According to the source code comments in chd.h this is the "combined raw+meta SHA1" checksum, basically what chdman just calls "SHA1" for v5 CHDs. The only other difference between the two files is Byte 129:

Code: Select all

"Official" 0.161:			01

updated from 0.78 by me:		00

so other than the different SHA1 in the header there is only one byte (respectively only one bit) difference.

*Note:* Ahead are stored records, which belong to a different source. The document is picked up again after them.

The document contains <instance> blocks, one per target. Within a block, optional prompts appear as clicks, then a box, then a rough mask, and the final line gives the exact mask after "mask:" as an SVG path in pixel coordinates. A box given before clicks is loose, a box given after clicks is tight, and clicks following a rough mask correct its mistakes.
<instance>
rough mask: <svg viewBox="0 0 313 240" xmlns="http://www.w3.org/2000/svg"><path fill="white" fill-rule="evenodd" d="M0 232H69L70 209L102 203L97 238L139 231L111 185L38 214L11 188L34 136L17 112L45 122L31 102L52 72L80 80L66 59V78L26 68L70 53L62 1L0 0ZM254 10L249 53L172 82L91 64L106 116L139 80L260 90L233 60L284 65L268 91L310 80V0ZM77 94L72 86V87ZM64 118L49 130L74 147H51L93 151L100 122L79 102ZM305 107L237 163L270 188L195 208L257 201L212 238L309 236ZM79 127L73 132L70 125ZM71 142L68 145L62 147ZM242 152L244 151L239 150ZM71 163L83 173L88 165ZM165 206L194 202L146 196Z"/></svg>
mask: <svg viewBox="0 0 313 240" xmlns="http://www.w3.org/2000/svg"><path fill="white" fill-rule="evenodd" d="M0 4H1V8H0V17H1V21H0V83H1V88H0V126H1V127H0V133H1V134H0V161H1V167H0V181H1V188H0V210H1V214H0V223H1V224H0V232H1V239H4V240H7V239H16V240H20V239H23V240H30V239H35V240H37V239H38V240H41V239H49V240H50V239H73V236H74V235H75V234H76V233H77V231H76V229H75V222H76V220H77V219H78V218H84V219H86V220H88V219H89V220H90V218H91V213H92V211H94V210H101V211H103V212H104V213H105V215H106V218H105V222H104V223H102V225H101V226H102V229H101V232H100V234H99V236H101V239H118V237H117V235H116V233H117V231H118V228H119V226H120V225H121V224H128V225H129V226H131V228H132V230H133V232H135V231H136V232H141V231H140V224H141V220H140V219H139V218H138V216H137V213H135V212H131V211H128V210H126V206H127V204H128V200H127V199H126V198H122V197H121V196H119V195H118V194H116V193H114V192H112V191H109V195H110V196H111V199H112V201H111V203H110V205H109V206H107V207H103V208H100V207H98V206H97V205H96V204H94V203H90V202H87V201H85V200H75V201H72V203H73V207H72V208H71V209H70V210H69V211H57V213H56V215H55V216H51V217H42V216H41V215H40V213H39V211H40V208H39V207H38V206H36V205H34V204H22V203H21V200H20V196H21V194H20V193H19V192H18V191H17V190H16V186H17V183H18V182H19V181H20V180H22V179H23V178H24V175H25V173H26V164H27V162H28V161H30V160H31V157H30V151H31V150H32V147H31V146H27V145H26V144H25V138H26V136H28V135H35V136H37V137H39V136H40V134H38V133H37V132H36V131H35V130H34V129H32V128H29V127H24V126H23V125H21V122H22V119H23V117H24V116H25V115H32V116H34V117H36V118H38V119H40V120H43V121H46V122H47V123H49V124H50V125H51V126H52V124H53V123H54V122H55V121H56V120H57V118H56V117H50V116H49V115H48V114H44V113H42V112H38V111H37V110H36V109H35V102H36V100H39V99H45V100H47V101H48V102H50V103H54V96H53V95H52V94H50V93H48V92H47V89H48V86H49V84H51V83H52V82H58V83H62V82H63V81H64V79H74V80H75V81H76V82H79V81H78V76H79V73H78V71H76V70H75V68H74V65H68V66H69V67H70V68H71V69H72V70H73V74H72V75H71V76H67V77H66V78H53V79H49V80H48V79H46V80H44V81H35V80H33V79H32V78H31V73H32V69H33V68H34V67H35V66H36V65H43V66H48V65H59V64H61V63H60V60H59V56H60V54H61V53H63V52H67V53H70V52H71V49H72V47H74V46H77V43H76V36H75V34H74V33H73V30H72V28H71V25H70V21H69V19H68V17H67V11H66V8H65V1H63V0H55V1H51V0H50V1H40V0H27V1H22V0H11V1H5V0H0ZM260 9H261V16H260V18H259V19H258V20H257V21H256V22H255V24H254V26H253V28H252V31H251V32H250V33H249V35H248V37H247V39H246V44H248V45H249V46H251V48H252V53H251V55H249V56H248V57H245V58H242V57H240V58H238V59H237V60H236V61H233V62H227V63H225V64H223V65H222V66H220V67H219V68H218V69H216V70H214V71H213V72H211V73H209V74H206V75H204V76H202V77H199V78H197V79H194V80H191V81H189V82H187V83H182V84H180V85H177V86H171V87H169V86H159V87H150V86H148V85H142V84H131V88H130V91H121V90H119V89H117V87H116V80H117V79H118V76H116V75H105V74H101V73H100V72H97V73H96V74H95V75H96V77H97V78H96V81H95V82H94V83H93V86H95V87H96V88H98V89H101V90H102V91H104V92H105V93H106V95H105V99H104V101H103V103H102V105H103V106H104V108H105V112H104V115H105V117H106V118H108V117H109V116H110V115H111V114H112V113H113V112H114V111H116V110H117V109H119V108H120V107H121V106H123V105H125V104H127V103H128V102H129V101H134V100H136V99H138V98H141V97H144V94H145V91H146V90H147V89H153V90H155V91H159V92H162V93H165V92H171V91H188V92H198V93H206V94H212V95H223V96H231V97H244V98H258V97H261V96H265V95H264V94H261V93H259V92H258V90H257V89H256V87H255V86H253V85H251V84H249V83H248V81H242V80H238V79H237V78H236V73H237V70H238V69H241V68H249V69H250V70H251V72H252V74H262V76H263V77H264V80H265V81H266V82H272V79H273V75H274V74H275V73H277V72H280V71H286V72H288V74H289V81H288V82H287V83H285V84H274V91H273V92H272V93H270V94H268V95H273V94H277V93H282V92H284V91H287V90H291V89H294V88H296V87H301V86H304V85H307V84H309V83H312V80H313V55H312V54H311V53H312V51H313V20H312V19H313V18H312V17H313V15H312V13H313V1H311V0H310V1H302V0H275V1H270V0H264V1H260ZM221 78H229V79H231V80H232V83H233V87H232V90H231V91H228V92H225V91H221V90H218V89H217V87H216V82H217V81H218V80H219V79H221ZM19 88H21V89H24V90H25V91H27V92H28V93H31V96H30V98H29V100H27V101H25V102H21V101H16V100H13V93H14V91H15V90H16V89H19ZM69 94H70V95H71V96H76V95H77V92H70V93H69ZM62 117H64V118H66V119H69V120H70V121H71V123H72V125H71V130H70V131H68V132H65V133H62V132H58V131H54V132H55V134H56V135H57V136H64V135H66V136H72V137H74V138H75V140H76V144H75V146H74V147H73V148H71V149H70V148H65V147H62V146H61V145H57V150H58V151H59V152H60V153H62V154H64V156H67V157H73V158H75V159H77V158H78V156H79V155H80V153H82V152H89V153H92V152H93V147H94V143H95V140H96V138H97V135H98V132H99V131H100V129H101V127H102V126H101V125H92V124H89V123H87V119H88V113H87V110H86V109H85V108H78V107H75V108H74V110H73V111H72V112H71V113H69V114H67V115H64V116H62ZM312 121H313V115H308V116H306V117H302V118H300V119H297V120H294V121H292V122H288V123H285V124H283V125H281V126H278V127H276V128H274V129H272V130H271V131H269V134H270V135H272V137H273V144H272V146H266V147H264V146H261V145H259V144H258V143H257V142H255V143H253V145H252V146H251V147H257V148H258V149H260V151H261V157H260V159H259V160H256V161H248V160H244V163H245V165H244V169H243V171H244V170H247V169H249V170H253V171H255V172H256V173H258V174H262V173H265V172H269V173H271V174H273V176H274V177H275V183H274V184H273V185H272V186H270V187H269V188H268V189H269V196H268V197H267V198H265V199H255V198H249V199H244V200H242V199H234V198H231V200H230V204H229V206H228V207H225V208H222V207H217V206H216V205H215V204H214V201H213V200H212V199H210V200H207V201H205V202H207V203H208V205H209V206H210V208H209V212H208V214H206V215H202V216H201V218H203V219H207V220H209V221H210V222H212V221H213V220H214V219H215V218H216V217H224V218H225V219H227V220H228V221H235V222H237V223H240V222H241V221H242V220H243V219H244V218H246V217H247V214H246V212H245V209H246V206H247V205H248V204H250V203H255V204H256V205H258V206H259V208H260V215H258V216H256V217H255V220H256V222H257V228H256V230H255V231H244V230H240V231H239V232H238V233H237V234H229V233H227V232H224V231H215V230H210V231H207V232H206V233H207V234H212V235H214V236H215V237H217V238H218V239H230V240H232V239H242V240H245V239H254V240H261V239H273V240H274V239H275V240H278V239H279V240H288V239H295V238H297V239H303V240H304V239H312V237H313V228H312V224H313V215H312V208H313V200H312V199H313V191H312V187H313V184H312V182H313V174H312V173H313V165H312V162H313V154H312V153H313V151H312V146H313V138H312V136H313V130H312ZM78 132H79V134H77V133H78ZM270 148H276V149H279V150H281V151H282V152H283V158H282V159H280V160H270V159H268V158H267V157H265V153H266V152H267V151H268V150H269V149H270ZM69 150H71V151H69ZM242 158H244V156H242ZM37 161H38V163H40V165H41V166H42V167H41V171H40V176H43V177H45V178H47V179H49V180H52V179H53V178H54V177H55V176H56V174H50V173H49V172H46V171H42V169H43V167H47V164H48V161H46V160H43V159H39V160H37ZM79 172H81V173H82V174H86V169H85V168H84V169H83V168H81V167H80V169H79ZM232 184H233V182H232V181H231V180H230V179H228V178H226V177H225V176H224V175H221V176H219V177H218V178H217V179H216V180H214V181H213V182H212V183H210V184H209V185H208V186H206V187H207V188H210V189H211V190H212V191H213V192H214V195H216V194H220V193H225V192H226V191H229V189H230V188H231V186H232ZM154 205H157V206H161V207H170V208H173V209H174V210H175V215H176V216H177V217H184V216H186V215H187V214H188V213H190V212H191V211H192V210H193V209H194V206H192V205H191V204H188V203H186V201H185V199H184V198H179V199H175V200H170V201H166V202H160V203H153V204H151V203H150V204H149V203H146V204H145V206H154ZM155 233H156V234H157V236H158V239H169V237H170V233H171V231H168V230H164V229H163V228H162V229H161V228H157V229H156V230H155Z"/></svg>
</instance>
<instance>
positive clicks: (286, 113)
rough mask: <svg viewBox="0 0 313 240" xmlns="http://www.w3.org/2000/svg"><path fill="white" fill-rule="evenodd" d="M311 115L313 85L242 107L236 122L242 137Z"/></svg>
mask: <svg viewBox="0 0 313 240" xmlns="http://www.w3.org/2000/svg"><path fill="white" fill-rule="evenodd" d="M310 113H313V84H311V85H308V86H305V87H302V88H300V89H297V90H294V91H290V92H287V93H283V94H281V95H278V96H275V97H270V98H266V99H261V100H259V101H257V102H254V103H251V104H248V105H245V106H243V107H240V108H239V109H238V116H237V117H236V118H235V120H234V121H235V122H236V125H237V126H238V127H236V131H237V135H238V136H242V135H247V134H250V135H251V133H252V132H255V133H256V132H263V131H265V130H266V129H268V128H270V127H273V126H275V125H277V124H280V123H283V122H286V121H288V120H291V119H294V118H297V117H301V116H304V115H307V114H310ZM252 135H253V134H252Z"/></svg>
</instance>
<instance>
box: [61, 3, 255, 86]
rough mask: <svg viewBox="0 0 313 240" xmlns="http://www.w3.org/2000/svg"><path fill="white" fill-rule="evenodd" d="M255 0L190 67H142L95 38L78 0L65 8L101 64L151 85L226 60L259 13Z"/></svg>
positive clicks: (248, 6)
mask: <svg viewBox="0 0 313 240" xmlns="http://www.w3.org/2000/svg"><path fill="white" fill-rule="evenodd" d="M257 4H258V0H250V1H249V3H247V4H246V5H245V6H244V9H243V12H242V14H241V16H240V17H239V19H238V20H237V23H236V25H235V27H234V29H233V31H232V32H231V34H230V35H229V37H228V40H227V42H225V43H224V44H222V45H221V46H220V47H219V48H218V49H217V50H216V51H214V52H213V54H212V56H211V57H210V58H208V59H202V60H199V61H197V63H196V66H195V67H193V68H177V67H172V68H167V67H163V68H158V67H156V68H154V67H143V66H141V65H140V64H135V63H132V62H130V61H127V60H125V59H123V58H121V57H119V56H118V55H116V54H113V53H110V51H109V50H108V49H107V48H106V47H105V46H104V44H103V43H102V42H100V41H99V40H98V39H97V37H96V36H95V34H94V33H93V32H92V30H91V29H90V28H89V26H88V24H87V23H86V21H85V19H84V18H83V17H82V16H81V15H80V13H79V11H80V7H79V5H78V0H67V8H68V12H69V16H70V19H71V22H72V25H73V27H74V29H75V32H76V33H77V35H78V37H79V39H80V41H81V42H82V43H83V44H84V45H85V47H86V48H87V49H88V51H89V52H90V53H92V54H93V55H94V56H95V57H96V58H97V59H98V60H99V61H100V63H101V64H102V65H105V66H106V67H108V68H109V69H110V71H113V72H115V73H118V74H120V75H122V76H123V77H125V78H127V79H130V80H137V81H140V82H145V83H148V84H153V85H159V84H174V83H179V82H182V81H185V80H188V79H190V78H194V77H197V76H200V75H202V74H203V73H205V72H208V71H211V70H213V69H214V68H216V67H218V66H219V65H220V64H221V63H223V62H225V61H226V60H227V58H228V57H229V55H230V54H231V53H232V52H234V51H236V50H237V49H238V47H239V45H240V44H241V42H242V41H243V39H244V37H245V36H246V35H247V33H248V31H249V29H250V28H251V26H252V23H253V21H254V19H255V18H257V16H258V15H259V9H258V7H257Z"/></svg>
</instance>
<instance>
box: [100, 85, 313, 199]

I don't quite understand what "comined raw+meta SHA1" means - is it the checksum of the raw, uncompressed data in combination with the header and some kind of other meta information? If so, it would explain why the checksums don't match - because of that one different bit in Byte 129.

But what is that byte? If I understand the comments correctly and didn't miscount the bytes, it's "UINT48 datastart", "offset of first block". Why would that be different and does it have any effect at all? I'm unfortunately not familiar enough with C/C++ to figure this out by myself.

I also figured out that if I take a different approach by going v3 => v4 => v5 (original 0.78 v3 CHD => chdman 0.145 ("update") (creates v4) => chdman 0.199 ("copy") (creates v5)) instead of directly going v3 => v5, I end up with an identical CHD file to the "original" 0.161.

Which one of those is the correct and/or recommended way?

And a bonus question:

As there is information about "combined raw+meta SHA1 of parent" in the header: Are there actually split CHDs in existence or is that just an implemented feature which was/is never actually used?